New Book by Sasenarine Persaud
From the very first piece in this collection, the title poem “In a Boston Night,” Sasenarine Persaud signals a return to the passionate and sensuous that informed much of his earlier work. Persaud, the poet as craftsman, is ever present in this collection, using a complex series of personas and “voices” moving back and forth in time and place. Boston, the focal point of this collection, is like a needle hole through which the poet deftly threads his reflections about places, events, and histories: a conflict between Anglo- and Franco-Canadians at a Brookline art exhibition; Georgetown and Mumbai; Tampa and Toronto; the “Boston Tea Party” as a symbol of resistance to American English, subtly underlined by the description of a Walcott reading in an overflowing university hall. This is a fine, multilayered collection of poems by an important and accomplished contemporary poet.
Burn this shell of tea-stained teeth
and graying hair, when consciousness
takes flight from body—if you can.
Scatter my ashes in the clucking Atlantic
as we did your grandfather’s and mine.
And if by chance it is in some remote place
or wayward village, and I am coffined
like my mother, shoved in a tomb
surrounded by palms, do not pelt me with earth;
someone placing a wet clump in my tiny hand,
women chanting strange songs from a holy land,
and when no one looked letting the dirt fall at my foot.
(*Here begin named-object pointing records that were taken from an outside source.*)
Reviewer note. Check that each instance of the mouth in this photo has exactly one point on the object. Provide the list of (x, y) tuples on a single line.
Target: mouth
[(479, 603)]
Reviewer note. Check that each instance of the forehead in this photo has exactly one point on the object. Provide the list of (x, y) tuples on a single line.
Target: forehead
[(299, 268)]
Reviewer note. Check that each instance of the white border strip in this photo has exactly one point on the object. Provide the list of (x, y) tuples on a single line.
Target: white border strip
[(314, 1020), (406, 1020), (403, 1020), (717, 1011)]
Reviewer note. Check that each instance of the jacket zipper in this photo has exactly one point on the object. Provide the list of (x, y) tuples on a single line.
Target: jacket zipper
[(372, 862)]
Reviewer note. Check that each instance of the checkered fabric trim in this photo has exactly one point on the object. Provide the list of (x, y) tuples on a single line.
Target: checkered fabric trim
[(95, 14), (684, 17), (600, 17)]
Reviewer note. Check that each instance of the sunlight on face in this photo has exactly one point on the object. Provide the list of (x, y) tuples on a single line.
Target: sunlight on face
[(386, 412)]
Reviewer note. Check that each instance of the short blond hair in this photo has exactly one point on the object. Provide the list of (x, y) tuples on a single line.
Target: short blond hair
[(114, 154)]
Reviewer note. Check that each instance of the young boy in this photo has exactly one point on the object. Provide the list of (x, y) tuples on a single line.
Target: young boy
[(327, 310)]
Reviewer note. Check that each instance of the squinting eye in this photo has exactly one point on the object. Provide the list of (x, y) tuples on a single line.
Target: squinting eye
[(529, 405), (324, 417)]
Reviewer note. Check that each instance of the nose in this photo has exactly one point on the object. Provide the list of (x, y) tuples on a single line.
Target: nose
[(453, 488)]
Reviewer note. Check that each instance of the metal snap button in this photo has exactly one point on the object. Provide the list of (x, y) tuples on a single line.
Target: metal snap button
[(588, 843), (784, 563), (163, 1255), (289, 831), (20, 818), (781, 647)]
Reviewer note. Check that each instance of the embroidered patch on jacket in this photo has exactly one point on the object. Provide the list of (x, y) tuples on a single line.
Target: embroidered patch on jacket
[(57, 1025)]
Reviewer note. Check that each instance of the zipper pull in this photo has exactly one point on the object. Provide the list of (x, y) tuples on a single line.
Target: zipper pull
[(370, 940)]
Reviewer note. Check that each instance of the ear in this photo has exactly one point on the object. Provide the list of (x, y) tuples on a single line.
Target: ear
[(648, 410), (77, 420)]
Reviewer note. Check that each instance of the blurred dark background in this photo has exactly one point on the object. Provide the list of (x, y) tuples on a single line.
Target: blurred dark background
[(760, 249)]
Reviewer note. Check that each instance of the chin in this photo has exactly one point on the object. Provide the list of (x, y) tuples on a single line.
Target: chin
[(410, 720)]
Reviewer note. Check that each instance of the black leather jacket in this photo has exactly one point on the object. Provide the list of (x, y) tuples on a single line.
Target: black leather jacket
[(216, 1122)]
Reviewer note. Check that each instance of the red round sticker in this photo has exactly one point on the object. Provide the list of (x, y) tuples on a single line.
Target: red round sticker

Long after, when my uncle came from his jaunt
deep in the South American bush he placed the soil
I dropped, and a stone, on her grave—why, why,
I cried. If you will, plant a tree for flower
or fruit or shade, for bird, for beast, for bat.
But do not place a stone on my head
at any time, please do not place a stone on my head
Sasenarine Persaud is the author of three books of fiction and six collections of poetry. His awards include: the Arthur Schomburg Award for his contribution to Caribbean Literature; the K.M. Hunter Foundation Award; two Canada Council awards; and fellowships from the University of Miami and Boston University. He was born in Guyana and has lived for several years in Canada.